– P.J. O’Rourke.
On May 29th 1969, Warren Buffett wrote to his partners at the Buffett Partnership, informing them of his intention to retire, and wind up the business. The letter expressed his concerns with admirable candour:
“Quite frankly, in spite of any factors set forth on the earlier pages, I would continue to operate the Partnership in 1970, or even 1971, if I had some really first class ideas. Not because I want to, but simply because I would so much rather end with a good year than a poor one. However, I just don’t see anything available that gives any reasonable hope of delivering such a good year and I have no desire to grope around, hoping to “get lucky” with other people’s money. I am not attuned to this market environment, and I don’t want to spoil a decent record by trying to play a game I don’t understand just so I can go out a hero.”

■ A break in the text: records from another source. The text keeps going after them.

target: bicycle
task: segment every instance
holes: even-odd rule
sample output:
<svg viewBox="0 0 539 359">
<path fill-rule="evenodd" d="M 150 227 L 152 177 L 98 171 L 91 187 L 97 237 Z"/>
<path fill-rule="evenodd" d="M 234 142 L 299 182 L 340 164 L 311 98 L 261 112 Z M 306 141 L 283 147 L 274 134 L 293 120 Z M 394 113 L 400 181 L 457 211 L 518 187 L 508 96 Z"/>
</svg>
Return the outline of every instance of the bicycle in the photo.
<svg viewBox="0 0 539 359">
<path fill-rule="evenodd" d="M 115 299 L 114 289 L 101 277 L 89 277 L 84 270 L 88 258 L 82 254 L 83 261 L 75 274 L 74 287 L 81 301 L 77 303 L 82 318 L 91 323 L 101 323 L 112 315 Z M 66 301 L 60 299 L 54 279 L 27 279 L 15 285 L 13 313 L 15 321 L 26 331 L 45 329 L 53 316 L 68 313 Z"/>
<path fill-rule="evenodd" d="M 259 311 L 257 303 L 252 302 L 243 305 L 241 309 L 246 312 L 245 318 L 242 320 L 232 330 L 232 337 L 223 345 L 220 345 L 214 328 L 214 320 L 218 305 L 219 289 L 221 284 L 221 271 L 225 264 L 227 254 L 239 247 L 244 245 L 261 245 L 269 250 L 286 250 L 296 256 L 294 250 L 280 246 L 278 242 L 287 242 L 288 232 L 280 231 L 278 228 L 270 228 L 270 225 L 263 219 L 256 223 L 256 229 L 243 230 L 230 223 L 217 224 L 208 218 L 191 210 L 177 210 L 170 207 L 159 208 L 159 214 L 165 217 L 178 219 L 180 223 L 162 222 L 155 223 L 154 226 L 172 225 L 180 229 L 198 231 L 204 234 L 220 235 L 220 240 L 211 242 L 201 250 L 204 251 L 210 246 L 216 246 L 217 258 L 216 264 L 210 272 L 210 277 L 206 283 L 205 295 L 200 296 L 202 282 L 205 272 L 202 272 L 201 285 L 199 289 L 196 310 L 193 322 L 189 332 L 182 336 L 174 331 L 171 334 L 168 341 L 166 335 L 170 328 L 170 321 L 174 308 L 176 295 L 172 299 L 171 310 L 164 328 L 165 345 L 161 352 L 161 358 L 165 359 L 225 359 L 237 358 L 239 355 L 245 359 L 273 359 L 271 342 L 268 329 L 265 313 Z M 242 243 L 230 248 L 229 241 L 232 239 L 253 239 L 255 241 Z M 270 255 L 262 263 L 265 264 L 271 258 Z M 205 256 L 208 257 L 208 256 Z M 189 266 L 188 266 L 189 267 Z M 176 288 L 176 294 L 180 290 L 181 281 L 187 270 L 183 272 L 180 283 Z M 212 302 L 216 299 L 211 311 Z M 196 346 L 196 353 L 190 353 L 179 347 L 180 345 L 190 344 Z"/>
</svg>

Money managers are not necessarily known for their integrity, and as the fund management profession has become more and more institutionalized, it is unlikely that many practitioners today would have the moral courage to pen similar words to their investors, even if they shared Buffett’s sentiments.
Times may change, but human nature doesn’t. Here is an excerpt from a Financial Times piece published on December 29th 2015:
“Investment guru Warren Buffett is headed for his worst year relative to the rest of the US stock market since 2009, with shares in his conglomerate Berkshire Hathaway down 11 per cent with two more trading days to go.